Nick Blades kicked the apartment door closed and tossed the keys to his Harley onto the small card table in the middle of the empty living room. He peeled off his leather jacket and threw that over the keys, then pulled out the desk chair and sat, cheap vinyl creaking beneath the weight of his body as he did.
Something didn’t jell.
He flipped open his laptop—the only expensive thing in the shabby apartment he kept here in Silver Hills—and waited for the machine to boot. As Windows blinked onto the screen, he chewed on the inside of his lip and ran his hand over the stubble on his chin.
He’d recognized the blonde in the corner of the club the moment he’d walked in. No telling how long she’d been there, but the way she’d been staring at Casey set his instincts on alert. What in hell was an Argolean doing in that club, trying to pass herself off as a human?
He rolled his finger over the keyboard and called up his instant messaging.
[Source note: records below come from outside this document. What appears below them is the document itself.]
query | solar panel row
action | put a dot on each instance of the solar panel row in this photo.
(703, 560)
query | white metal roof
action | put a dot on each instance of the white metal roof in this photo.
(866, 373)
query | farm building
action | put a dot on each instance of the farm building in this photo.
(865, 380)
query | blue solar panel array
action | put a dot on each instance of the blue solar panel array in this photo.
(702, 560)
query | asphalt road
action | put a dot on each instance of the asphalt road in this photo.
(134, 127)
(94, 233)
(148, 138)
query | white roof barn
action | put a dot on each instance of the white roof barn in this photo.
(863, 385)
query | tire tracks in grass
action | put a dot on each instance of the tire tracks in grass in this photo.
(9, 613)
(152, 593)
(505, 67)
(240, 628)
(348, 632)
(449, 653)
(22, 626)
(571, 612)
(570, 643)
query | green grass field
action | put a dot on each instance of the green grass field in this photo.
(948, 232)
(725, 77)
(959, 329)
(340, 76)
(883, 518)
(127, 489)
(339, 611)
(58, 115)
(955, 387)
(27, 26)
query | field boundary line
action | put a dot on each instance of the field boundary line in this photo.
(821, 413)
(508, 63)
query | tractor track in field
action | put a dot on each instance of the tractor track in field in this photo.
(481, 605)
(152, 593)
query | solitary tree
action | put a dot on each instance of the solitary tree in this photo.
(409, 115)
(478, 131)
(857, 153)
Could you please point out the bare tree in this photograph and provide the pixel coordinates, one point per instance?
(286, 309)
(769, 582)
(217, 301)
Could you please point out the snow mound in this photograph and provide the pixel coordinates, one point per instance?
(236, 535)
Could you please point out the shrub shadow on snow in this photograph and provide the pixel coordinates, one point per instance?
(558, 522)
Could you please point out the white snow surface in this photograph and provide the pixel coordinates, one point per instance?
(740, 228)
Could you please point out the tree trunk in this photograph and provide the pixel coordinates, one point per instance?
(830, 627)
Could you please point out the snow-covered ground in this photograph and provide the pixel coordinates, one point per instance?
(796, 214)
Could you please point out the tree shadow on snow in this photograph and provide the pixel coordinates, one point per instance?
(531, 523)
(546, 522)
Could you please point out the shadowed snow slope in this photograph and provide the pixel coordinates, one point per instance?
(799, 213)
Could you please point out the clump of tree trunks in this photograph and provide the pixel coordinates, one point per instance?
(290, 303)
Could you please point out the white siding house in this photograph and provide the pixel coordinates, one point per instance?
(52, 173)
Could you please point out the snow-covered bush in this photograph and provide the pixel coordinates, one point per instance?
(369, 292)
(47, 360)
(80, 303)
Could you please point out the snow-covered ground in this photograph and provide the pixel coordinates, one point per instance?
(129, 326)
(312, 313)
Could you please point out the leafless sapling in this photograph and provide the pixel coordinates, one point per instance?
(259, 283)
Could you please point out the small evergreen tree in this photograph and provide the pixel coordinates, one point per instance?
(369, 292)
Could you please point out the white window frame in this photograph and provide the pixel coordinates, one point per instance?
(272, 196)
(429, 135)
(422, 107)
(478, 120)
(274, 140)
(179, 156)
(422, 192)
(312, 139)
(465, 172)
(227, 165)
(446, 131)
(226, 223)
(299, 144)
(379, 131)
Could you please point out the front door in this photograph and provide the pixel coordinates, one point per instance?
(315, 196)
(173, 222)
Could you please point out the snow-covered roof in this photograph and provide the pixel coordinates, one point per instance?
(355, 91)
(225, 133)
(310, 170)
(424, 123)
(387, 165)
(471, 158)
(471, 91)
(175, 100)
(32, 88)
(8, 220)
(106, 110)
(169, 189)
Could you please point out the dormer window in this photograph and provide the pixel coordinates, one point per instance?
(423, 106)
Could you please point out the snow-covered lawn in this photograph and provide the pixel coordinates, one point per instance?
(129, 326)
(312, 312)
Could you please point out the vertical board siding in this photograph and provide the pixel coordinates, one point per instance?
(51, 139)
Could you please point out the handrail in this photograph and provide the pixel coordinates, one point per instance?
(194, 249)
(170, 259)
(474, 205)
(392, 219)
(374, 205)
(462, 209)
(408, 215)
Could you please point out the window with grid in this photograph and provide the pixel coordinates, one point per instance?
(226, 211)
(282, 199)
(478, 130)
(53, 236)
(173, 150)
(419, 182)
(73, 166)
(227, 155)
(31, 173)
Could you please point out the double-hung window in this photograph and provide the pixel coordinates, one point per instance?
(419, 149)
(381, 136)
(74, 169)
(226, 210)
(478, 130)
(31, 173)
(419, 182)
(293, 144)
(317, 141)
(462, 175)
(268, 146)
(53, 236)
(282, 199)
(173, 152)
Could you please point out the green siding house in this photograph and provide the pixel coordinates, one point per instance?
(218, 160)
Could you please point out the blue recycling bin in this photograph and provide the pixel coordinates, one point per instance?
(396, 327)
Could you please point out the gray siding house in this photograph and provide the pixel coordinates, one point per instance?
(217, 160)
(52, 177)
He hoped Orpheus was on so he could get some of these damn questions answered.
Sure enough, the one link he had in Argolea was there.
Computer nerd.
He started typing.
Niko: Need answers. Can you chat?
Orpheus: What up, my man? Been a while. How’re those human women treating you?
Nick frowned as his fingers flew over the keys.
Niko: Like a stallion. Why the fuck do you think I stay here?
A laughing smiley icon rolled across the screen.
Orpheus: You are the biggest frickin’ liar I ever met. And I am jealous as sin. What do you need?
Niko: What rumblings have you heard from the Council?
The cursor blinked, and Nick leaned back in his chair, one hand on the armrest as he waited to see if Orpheus would answer. The guy was the most techno-savvy person—mortal or god—Nick had ever met. He gobbled up human technology like a child in a candy store and morphed it with what his race was doing, which was the only reason Nick could chat with him like this. If there was a chance Orpheus thought their conversation was compromised, he wouldn’t risk answering.